La figura del buon selvaggio: l’insegnamento di Voltaire e di Sun Tzu

Anche Voltaire, autore conosciuto dal grande pubblico per l’opera intitolata “Candido”, racconto filosofico e romanzo di formazione che tratta anche tematiche disimpegnate come l’amore platonico tra il protagonista Candido e Cunegonda e il ruolo della Fortuna, si interroga su chi sia realmente il buon selvaggio arrivando alla conclusione che egli è semplicemente l’uomo libero anche se non civilizzato.

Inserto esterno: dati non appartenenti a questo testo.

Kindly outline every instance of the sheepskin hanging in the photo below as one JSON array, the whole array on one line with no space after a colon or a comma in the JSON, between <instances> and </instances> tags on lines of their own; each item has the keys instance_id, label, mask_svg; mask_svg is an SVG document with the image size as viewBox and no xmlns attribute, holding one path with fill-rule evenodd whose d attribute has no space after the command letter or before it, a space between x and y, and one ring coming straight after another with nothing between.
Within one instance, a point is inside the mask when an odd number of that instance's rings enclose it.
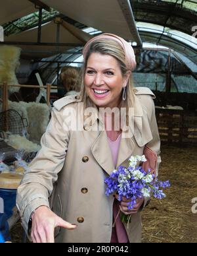
<instances>
[{"instance_id":1,"label":"sheepskin hanging","mask_svg":"<svg viewBox=\"0 0 197 256\"><path fill-rule=\"evenodd\" d=\"M21 49L11 46L0 46L0 84L18 84L15 71L19 66ZM11 93L18 92L19 87L9 87Z\"/></svg>"}]
</instances>

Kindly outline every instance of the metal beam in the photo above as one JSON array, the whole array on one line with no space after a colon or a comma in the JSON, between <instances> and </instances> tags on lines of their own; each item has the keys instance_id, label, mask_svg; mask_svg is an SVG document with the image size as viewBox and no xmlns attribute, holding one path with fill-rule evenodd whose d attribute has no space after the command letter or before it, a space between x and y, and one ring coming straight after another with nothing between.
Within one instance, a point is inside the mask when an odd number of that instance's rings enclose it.
<instances>
[{"instance_id":1,"label":"metal beam","mask_svg":"<svg viewBox=\"0 0 197 256\"><path fill-rule=\"evenodd\" d=\"M68 47L83 47L82 44L71 43L37 43L26 42L0 42L0 45L11 46L68 46Z\"/></svg>"},{"instance_id":2,"label":"metal beam","mask_svg":"<svg viewBox=\"0 0 197 256\"><path fill-rule=\"evenodd\" d=\"M41 42L41 29L42 29L42 18L43 18L43 9L39 8L39 19L38 19L38 28L37 28L37 42Z\"/></svg>"},{"instance_id":3,"label":"metal beam","mask_svg":"<svg viewBox=\"0 0 197 256\"><path fill-rule=\"evenodd\" d=\"M183 61L181 58L179 57L179 56L177 55L177 54L176 53L175 53L174 51L172 51L172 53L173 55L178 59L178 60L181 62L181 63L182 63L182 65L185 65L188 69L189 70L189 71L190 72L192 76L197 80L197 75L192 71L192 69L186 64L186 63L185 61Z\"/></svg>"},{"instance_id":4,"label":"metal beam","mask_svg":"<svg viewBox=\"0 0 197 256\"><path fill-rule=\"evenodd\" d=\"M39 0L29 0L29 1L34 3L35 8L36 7L39 7L39 8L44 9L48 12L51 11L51 7L49 7L48 5L45 5Z\"/></svg>"},{"instance_id":5,"label":"metal beam","mask_svg":"<svg viewBox=\"0 0 197 256\"><path fill-rule=\"evenodd\" d=\"M118 1L137 45L142 48L142 42L135 25L135 20L129 0L118 0Z\"/></svg>"}]
</instances>

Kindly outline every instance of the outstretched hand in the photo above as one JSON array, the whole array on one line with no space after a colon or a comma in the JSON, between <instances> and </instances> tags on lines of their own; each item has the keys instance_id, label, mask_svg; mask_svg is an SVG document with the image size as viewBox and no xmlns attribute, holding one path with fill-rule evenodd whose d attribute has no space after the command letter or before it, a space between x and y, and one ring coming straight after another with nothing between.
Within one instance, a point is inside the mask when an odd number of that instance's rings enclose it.
<instances>
[{"instance_id":1,"label":"outstretched hand","mask_svg":"<svg viewBox=\"0 0 197 256\"><path fill-rule=\"evenodd\" d=\"M68 230L74 230L77 227L77 225L71 224L58 217L45 206L37 208L32 219L31 238L33 243L54 243L54 230L56 227Z\"/></svg>"}]
</instances>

Tale considerazione lo avvicina molto a Rousseau, che può essere considerato alla stregua di un padre putativo del mito del buon selvaggio. Il contributo di quest’ultimo, come abbiamo visto, è fondamentale nel raccontare ed esaltare una figura di uomo molto lontana da quella occidentale-illuminista dei suoi tempi, dove il progresso, che tutto corrompe, è la vittoria della ragione.

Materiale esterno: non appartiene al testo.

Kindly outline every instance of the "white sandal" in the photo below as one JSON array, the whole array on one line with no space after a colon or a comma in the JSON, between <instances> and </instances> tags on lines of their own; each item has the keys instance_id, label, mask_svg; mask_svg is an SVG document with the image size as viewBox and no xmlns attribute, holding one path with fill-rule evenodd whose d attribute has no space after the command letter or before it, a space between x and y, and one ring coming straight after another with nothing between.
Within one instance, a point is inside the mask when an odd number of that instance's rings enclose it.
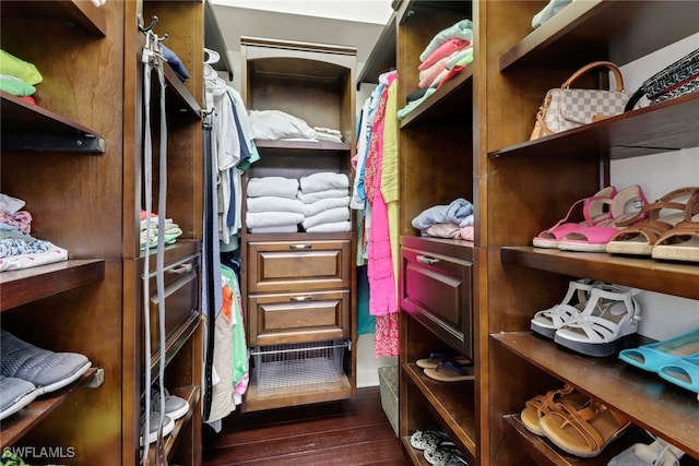
<instances>
[{"instance_id":1,"label":"white sandal","mask_svg":"<svg viewBox=\"0 0 699 466\"><path fill-rule=\"evenodd\" d=\"M614 290L613 290L614 289ZM605 357L636 345L636 331L641 320L640 307L633 299L638 289L594 288L579 318L566 322L554 335L554 342L588 356ZM601 304L601 300L604 300ZM596 310L602 310L596 313Z\"/></svg>"}]
</instances>

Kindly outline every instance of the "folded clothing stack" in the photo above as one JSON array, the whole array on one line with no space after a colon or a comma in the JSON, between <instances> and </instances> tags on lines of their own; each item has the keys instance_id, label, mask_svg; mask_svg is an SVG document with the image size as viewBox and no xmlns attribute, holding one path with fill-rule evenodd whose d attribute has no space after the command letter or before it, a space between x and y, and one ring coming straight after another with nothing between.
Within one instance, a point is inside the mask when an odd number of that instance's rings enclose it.
<instances>
[{"instance_id":1,"label":"folded clothing stack","mask_svg":"<svg viewBox=\"0 0 699 466\"><path fill-rule=\"evenodd\" d=\"M350 178L345 174L320 171L300 179L298 200L304 204L304 230L343 232L351 230Z\"/></svg>"},{"instance_id":2,"label":"folded clothing stack","mask_svg":"<svg viewBox=\"0 0 699 466\"><path fill-rule=\"evenodd\" d=\"M295 178L251 178L247 188L246 227L252 234L298 231L298 224L304 222L304 205L297 194Z\"/></svg>"},{"instance_id":3,"label":"folded clothing stack","mask_svg":"<svg viewBox=\"0 0 699 466\"><path fill-rule=\"evenodd\" d=\"M19 411L38 395L78 380L92 363L76 353L54 353L0 331L0 419Z\"/></svg>"},{"instance_id":4,"label":"folded clothing stack","mask_svg":"<svg viewBox=\"0 0 699 466\"><path fill-rule=\"evenodd\" d=\"M165 244L174 244L177 238L182 236L182 229L173 222L171 218L165 219L165 230L163 231ZM158 218L157 214L151 213L147 215L145 212L141 212L141 249L145 249L146 243L150 243L149 249L157 247L158 239Z\"/></svg>"}]
</instances>

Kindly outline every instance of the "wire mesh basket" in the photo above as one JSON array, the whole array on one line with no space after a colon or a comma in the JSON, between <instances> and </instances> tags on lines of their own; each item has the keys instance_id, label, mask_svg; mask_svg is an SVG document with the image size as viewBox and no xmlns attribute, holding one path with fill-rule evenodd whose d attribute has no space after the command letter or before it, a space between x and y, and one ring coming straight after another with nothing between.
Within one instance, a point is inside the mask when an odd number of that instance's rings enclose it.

Sono passati più di 200 anni dall’età dei lumi e la società odierna è molto diversa da quella di allora, eppure a distanza di così tanto tempo varrebbe comunque la pena di interrogarsi, come fecero Hobbes, Rousseau e Voltaire, sul buon selvaggio.

Dopo aver compreso il pensiero di questi grandissimi autori, ovviamente non gli unici a porsi domande fondamentali sull’uomo – per esempio Sun Tzu nella sua celeberrima opera “L’arte della guerra”, ancora oggi attualissima, descriveva l’uomo quale essere illuminato solo se consapevole della sua natura e della natura della contingenza  – è giunto il momento di vedere se c’è spazio per il buon selvaggio anche ai giorni nostri.

La società post-moderna dell’incertezza e del rischio

photo by Pixabay

L’uomo dei giorni nostri nasce e cresce all’interno di quella che potremmo definire la “società post-moderna dell’incertezza e del rischio”, i cui squilibri socio-economici lo spingono verso un’”alienante individualizzazione”, che si traduce in un isolamento forzato che lo porterebbe a desiderare di vivere un eterno passato utopico frutto della sua (fervida) immaginazione.

In questo clima di generale insicurezza, che interessa la quasi totalità degli ambiti dell’esistenza umana, dal lavoro passando per l’amore e l’amicizia, ognuno pensa solo a sé stesso, e tutto ciò è acuito da quel processo di disembedding, ovvero di sradicamento dei rapporti sociali che vengono ricostruiti lungo archi spazio-temporali indefiniti e globali, che genera ancor più smarrimento. Se questa, in breve, è l’odierna condizione dell’uomo, oggi può esistere un buon selvaggio?

La risposta è no: il buon selvaggio come definito da Hobbes, Rousseau e Voltaire oggi non esiste più, e se anche esistesse assomiglierebbe più che altro a un asceta in grado di reggere sulle proprie spalle il peso di un mondo complesso e a tratti incomprensibile. Difficile. Come è lontana l’età dell’oro in cui l’uomo aveva a che fare con la libertà!